Kara Johnson is with Texans Care for Children, a child advocacy group. She quotes a 2006 study from the Bush school at Texas A&M that shows it’s smart budgeting to support early childhood education.
“What the study found was that when you invest in high quality care, the key is high quality, you get a 350 percent return on your investment," said Johnson. "Every dollar invested $3.50 back for local communities. And that’s at a minimum.”
State Representative Mark Strama (D-Austin) thinks that argument may be falling on deaf ears.
“Honestly I think most legislators have tuned out those arguments because every expenditure comes with that argument," said Strama.

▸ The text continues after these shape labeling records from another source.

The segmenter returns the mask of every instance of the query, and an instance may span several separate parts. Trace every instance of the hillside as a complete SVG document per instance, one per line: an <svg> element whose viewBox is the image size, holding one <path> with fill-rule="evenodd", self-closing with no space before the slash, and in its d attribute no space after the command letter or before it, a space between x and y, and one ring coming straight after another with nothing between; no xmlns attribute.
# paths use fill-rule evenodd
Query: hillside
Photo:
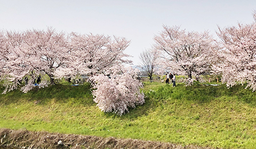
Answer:
<svg viewBox="0 0 256 149"><path fill-rule="evenodd" d="M256 93L244 88L145 82L145 104L122 117L100 111L89 84L14 90L0 95L0 128L254 148Z"/></svg>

Don’t get him wrong, he thinks there can be a savings down the road getting kids better prepared for kindergarten. And he’d like to see a full restoration of state grants that helped school districts fund full day pre-Kindergarten.
But for now he wants to better use the federal money Texas gets for low-income childcare subsidies. He wants to rate child care providers.
“Right now we have high quality providers and we have less high quality providers and we compensate them the exact same amount," said Strama. "And so what we’re really trying to do is put some incentives into the marketplace for child care provider to set higher standards and to provide more resources for kids.”
Get two stars and your reimbursement rate is 5 percent higher. Get 4 stars, you get 9 percent more.
During an interview this week Texas Education Commissioner Michael Williams agreed with the importance of early intervention. Saying the greatest influence on student achievement isn’t how much money a school gets.
“It’s who they are when they come to the classroom, as opposed to how many dollars are spent on them," said Williams.
He said low income students are less prepared for school than middle and upper income kids. But Williams won’t get into how much more money schools should get from the state to improve performance. Governor Rick Perry doesn’t see a need to increase funding.
"I think under any scenario over the last decade, the funding that we have seen in the state of Texas for public education has been pretty phenomenal," said Perry. "I’m not sure there’s any state in the nation that’s had that type – certainly not any big state.”
Mind you: Texas public school enrollment is up more than 20 percent over the last decade. And lawmakers cut how much districts get by $500 per student in 2011.
Pre-school quality and the state’s role in funding it are just a small part of the larger public education debate. So to get ready for what’s to come – let’s go over where we’re starting from.
“Last session lawmakers cut $5.4 billion from the public education budget," said Texas Tribune public education reporter Morgan Smith. "That was 4 billion from the general revenue. And then about 1.4 from what are called discretionary grants.”
Those grants were given to school districts to pay for full-day pre-K or after school tutoring from struggling students. The state’s Republican leadership – is not calling for spending to return to pre-2011 levels.
“You’re not seeing, while it might kind of shore up the arguments of why we need to restore the cuts, you’re not seeing that effect the rhetoric from leaders in the legislature just yet," said Smith.
A lengthy school finance trial is set to wrap up this spring. A final verdict is expected sometime this summer. The fact that a court is going to tell lawmakers how much schools should get may freeze legislative action, said Smith.
“Their hands are actually tied by this. Really whatever they do…if they don’t put enough funding back in, that’s going to be undone by the courts. And if they do put more funding in then it’s very likely that the structure of how that’s distributed to schools is going to be changed by the courts,” Smith said.
Whenever there's a final ruling – lawmakers are expected to come back to Austin for a special session to work it all out.